Theoretical polarization vector distribution, P-E loops (phase-field simulation), and energy storage performance of (1-x)(0.80Bi_0.5Na_0.5TiO₃-0.20NaNbO₃)-xBa(Ni_1/3Nb_2/3)O₃ ceramics.

Dielectric ceramic capacitors with high dielectric constants possess extremely high power density and ultra-fast charge-discharge rates, making them widely used in fields such as new energy vehicles and high-power pulsed power systems.

However, a high dielectric constant often comes at the cost of low breakdown strength and high dielectric loss. This results in lower recoverable energy storage density (W_rec) and low charge-discharge efficiency (h), hindering the development of miniaturized, lightweight, and integrated electronic devices.

To address these challenges, Professor Zhou Di's team from the School of Electronic Science and Engineering, Faculty of Electronic and Information Engineering at Xi'an Jiaotong University (XJTU), proposed a research strategy utilizing entropy-driven local multiphase polarization states to reduce the size of polar nanoregions (PNRs), thereby achieving ultra-high energy storage efficiency.

The team first used phase-field simulations to study the arrangement of microscopic polarization vectors and variations in macroscopic hysteresis loops within the (1-x)(0.80Bi_0.5Na_0.5TiO₃-0.20NaNbO₃)-xBa(Ni_1/3Nb_2/3)O₃ ternary system.

They discovered that as entropy increased, long-range ordered ferroelectric domains were gradually broken down into R-T type polar nanoregions, accompanied by a significant reduction in remnant polarization.

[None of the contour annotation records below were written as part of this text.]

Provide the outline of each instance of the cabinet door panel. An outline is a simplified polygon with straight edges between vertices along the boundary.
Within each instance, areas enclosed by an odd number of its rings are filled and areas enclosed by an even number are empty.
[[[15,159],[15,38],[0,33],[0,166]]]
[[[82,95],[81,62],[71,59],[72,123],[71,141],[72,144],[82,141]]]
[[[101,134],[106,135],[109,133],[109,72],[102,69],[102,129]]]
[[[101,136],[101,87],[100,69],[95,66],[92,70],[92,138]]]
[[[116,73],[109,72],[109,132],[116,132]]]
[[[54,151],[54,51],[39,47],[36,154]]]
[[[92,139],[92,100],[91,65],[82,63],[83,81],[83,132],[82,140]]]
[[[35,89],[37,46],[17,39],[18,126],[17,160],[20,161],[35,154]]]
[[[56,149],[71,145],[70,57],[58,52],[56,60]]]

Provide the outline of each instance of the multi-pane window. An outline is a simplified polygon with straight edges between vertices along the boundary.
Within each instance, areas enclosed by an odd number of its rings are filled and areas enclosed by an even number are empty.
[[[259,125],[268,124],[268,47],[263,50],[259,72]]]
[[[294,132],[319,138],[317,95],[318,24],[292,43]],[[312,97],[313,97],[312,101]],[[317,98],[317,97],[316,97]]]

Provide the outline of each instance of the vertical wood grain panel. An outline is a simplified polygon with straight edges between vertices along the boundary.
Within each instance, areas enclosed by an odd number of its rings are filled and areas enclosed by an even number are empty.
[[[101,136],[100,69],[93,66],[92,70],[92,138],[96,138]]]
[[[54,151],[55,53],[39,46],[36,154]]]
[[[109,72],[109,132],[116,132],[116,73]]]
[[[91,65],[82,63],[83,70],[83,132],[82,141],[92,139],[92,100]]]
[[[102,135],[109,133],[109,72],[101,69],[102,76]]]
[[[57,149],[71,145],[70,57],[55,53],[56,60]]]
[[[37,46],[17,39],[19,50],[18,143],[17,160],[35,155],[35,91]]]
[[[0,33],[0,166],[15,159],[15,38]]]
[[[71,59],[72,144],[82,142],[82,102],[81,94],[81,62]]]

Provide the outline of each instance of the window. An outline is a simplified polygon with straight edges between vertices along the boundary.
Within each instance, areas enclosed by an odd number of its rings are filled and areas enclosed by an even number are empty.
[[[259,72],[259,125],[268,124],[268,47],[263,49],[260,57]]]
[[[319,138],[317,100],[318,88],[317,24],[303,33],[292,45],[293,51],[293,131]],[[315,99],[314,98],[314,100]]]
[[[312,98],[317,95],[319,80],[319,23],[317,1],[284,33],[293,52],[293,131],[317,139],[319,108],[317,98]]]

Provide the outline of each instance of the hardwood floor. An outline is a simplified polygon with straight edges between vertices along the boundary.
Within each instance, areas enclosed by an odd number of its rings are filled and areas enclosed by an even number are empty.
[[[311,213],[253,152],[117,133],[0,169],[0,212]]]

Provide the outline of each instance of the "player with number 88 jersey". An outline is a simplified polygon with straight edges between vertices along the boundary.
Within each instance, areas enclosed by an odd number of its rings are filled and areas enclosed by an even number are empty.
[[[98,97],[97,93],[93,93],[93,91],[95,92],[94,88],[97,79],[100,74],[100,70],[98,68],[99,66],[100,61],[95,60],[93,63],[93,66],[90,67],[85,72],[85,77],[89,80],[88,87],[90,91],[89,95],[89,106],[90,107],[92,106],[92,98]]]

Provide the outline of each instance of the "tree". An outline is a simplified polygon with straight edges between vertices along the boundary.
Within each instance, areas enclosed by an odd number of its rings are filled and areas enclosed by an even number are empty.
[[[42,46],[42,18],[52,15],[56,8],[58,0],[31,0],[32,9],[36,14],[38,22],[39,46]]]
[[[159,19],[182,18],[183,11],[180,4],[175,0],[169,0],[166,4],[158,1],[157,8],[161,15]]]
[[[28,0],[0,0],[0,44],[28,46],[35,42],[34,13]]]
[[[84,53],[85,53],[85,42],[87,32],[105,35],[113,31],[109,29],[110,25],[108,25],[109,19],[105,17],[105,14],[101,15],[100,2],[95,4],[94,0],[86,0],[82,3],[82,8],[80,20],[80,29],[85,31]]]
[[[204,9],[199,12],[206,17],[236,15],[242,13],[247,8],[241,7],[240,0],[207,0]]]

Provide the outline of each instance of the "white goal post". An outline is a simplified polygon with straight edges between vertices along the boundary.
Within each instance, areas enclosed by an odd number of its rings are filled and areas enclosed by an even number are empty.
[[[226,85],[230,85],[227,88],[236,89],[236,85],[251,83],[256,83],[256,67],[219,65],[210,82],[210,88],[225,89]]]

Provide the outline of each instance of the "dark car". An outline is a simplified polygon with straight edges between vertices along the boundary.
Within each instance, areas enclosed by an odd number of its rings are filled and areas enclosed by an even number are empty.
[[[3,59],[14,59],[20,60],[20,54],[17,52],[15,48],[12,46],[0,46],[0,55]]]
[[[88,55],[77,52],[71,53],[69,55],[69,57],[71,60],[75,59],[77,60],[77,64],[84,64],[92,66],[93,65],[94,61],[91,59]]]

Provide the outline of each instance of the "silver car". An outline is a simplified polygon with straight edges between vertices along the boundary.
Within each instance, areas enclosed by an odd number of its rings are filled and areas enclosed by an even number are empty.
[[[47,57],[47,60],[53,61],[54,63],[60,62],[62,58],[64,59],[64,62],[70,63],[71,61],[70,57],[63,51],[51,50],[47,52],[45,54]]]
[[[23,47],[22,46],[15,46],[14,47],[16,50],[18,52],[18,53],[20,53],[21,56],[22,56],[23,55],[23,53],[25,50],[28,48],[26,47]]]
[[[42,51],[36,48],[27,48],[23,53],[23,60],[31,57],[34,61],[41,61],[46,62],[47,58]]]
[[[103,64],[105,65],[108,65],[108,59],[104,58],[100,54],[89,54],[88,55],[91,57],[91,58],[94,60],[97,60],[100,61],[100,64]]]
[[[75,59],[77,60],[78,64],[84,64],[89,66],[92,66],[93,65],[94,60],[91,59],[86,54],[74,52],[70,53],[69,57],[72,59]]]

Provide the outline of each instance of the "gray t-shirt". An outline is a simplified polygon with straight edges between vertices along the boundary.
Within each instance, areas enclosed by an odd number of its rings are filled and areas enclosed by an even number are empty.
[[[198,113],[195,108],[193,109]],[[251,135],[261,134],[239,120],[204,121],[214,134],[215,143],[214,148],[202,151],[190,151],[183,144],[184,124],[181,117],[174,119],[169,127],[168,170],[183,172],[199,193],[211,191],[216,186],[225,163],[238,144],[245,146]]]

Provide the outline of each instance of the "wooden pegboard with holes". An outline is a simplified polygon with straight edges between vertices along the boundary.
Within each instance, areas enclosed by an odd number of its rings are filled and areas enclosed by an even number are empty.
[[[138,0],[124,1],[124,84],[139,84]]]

Consequently, in the 1.76R high-entropy composition, they achieved a high energy storage density W_rec of 6.8 J·cm^-3 and a high efficiency η of 95.1 percent. The material demonstrated excellent stability under a 300 kV·cm^-1 electric field across a wide temperature range (20–140 C), wide frequency range (1–100 Hz), and long cycling (1-105), showcasing the immense application potential of this dielectric ceramic capacitor.

Furthermore, using aberration-corrected scanning transmission electron microscopy (STEM), the team observed R-T type PNRs approximately 1 nm in size within the system's cubic matrix. The presence of the cubic matrix suppresses polarization switching and internal stress during the application of an electric field, while acting as a restorative force that promotes polarization recovery to the initial state once the field is removed. This delays polarization saturation, thereby achieving near-zero loss (high η).

Based on the aforementioned polarization structure regulation mechanism, and to further enhance energy storage performance while accelerating material optimization, the team collaborated with Professor Huang Houbing's group from the Beijing Institute of Technology.

They employed machine learning (ML) to synergistically build a coupled search space of material chemical composition and ferroelectric domain structures, developing efficient optimization algorithms to design high-entropy energy storage dielectric ceramics.

Inspired by the Landau-Ginzburg-Devonshire theory, this study proposed an inverse design framework. It combines variational generative models with active learning optimization to accelerate the development of ferroelectric ceramics with enhanced energy storage performance under low electric fields.

By formulating the solution of the Time-Dependent Ginzburg-Landau (TDGL) equations, which govern domain structure evolution, as conditional sampling within a model's latent space, the team achieved synergistic optimization of chemical and polarization configurations.

These research findings were published online in the internationally renowned journals ACS Nano and Nature Communications, titled Entropy-regulated local multiphase polarization states for near-zero energy loss in relaxor ferroelectrics and Active learning in latent spaces enables rapid inverse design of ferroelectric ceramics for energy storage, respectively.